Fannie Mae now predicts that real GDP growth measured on a fourth-quarter basis will be 1.3%, down from 2.1% predicted at the beginning of the year.
Further, they also downgraded their predictions on the housing market for calendar years 2022 and 2023 by 3.7% to 6.1 million units and 4.5% to 5.4 million units, respectively. Mortgage originations outlooks were downgraded as well, as they now expect 2022 origination activity to total $2.70 trillion and 2023 originations to total $2.25 trillion, down from the respective $2.82 and $2.41 trillion they had previously projected.

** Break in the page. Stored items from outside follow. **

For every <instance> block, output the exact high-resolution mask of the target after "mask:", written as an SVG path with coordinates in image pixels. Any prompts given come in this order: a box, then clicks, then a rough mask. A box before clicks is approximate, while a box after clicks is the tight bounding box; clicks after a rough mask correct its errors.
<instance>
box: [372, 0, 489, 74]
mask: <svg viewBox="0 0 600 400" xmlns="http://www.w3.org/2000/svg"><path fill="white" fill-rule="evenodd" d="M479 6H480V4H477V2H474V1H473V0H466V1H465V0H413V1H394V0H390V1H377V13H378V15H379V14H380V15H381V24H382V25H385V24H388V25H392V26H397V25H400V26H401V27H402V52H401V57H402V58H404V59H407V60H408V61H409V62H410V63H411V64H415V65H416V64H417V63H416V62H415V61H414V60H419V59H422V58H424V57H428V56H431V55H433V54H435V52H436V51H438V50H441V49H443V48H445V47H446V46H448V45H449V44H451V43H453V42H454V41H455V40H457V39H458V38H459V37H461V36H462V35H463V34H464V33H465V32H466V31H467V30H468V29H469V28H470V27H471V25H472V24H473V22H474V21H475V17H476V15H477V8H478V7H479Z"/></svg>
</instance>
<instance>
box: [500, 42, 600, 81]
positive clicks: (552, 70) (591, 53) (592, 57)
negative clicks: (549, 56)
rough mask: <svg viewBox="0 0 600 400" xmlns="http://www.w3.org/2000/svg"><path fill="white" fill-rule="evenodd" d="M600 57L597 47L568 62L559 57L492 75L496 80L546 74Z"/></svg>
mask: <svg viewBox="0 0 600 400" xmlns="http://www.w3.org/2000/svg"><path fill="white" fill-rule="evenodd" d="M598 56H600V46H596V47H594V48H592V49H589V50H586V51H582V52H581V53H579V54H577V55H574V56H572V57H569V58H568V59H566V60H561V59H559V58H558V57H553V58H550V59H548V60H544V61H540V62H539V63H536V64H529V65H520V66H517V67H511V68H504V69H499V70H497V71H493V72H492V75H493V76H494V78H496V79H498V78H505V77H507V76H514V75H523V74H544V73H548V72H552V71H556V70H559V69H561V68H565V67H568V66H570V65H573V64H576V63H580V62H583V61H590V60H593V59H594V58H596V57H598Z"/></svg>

Rising interest rates and inflation are on the forefront of economists' minds, and the ESR no longer believes that recent and future moves by the Federal Reserve to curtail inflation by tightening monetary policy will result in a “soft landing” as they are still predicting a slide into a recession during the second half of next year.
The ESR is also forecasting a “meaningful slowdown” in home sales during the second and third quarters followed by a softening in construction activity and, ultimately, a large deceleration in home price growth. Mortgage rates have risen faster in the last five months than any time since 1981. With only 1.4% of mortgages now predicted to have a 50-plus-basis point incentive to refinance, it is expected that, going forward, a majority share of refinance activity will be of the cash-out variety.
"Financial conditions have tightened significantly, and the economy is slowing faster than previously expected as markets adjust to the Federal Reserve's tightening guidance," said Doug Duncan, Fannie Mae Senior Vice President and Chief Economist. "Uncertainty continues to weigh heavily on markets, with geopolitical risks rising as the Russian war on Ukraine extends into its third month. The impact to prices of expected reductions in agricultural production, as well as continued increases in house prices, suggest to us a difficult path for the Fed to return inflation to its two-percent target rate in a timely manner – and, of course, in the absence of an economic downturn."
"Rising mortgage rates are reducing affordability through higher mortgage-related costs, all while house prices continue to grow. Historically, rapid and substantial rises in mortgage rates have had the effect of slowing activity, which we reflect in our forecast. Not only is the worsening affordability of homes a problem for potential entry-level homebuyers, but current homeowners are less likely to trade in their existing lower-rate mortgages and list their homes for sale, both of which will likely weigh on sales."